WHO: 2nd COVID booster for most vulnerable offers benefits
An expert group convened by the World Health Organization says there may be some benefit in giving a second booster dose of coronavirus vaccine to the most vulnerable people amid the continuing global spread of omicron and its subvariants.
In a statement issued on Tuesday, the United Nations health agency said there was "a growing body of evidence regarding the value of an additional booster dose" for groups including health workers, people aged over 60 and those with weak immune systems.
The WHO said its expert group had assessed the limited data from seven studies for second booster doses of messenger RNA vaccines, saying there wasn't enough information proving their effectiveness in younger, healthy people.
"In those most at risk for severe disease or death ... the additional benefit of an additional booster dose of mRNA vaccine might be warranted," the WHO said, acknowledging that there could be logistical or other challenges to offering people a second booster dose in some countries. While many rich countries have vaccinated more than 70% of their populations, fewer than 16% of people in poorer countries have been immunized.
Last year, the WHO repeatedly criticized rich countries for offering booster doses and called for a moratorium on the practice, saying boosters were unnecessary for healthy people. The agency reversed its advice late last year amid the spread of the hugely infectious omicron variant, after dozens of countries began offering booster doses.
Some health experts have warned that countries embarking on additional booster campaigns could deplete the world's supply of COVID-19 vaccines before the most vulnerable people in developing countries have been offered a single shot.

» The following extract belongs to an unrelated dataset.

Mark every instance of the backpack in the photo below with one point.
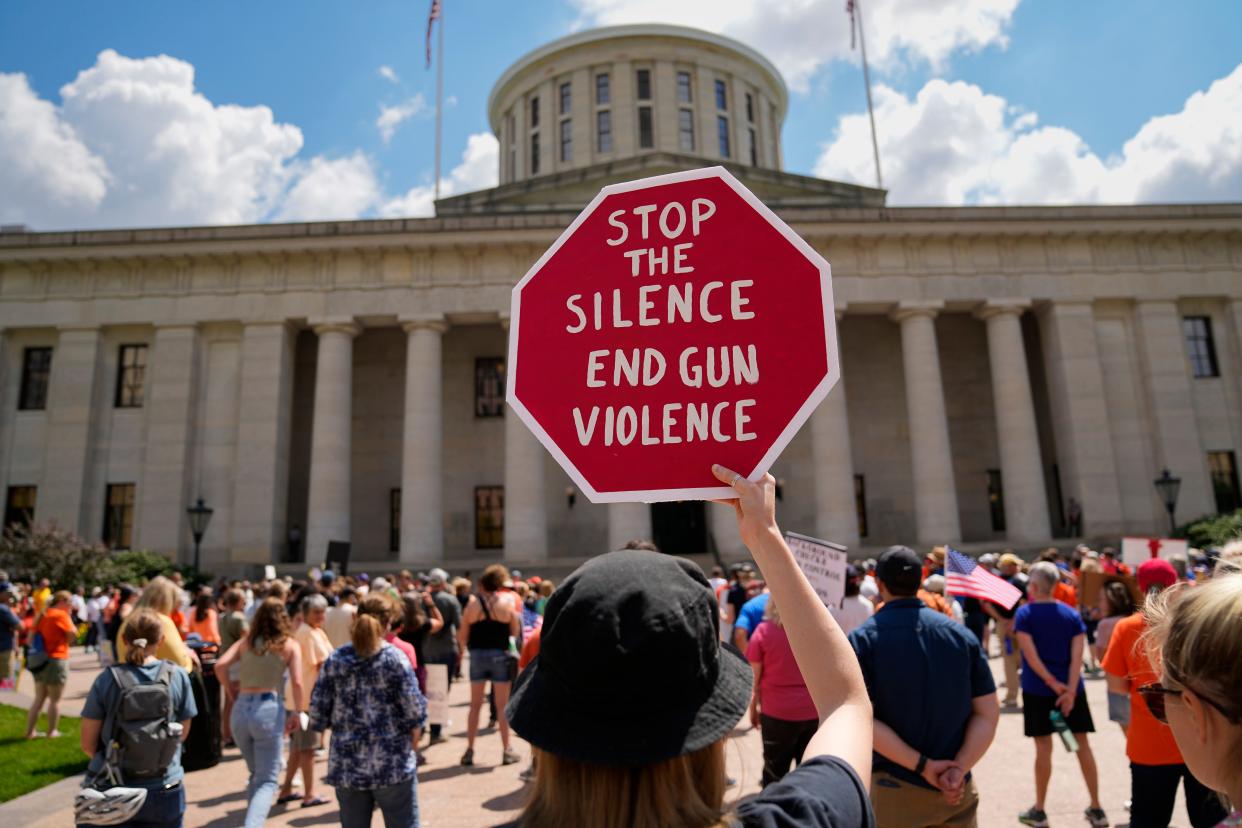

The U.S. Food and Drug Administration recommended in March that Americans 50 and over be eligible for a second COVID-19 booster shot while the European Medicines Agency has only cleared second booster doses for those 80 and over.
Amid the continuing spread of omicron and its subvariants, the WHO and others have continued to call for accelerated vaccination campaigns.
"What we are seeing is that people who are vaccinated have a much reduced risk of developing severe disease and death," said WHO's COVID-19 lead Maria Van Kerkhove, warning against the false perception that omicron is mild. "We have solutions for this because we have vaccines," she said.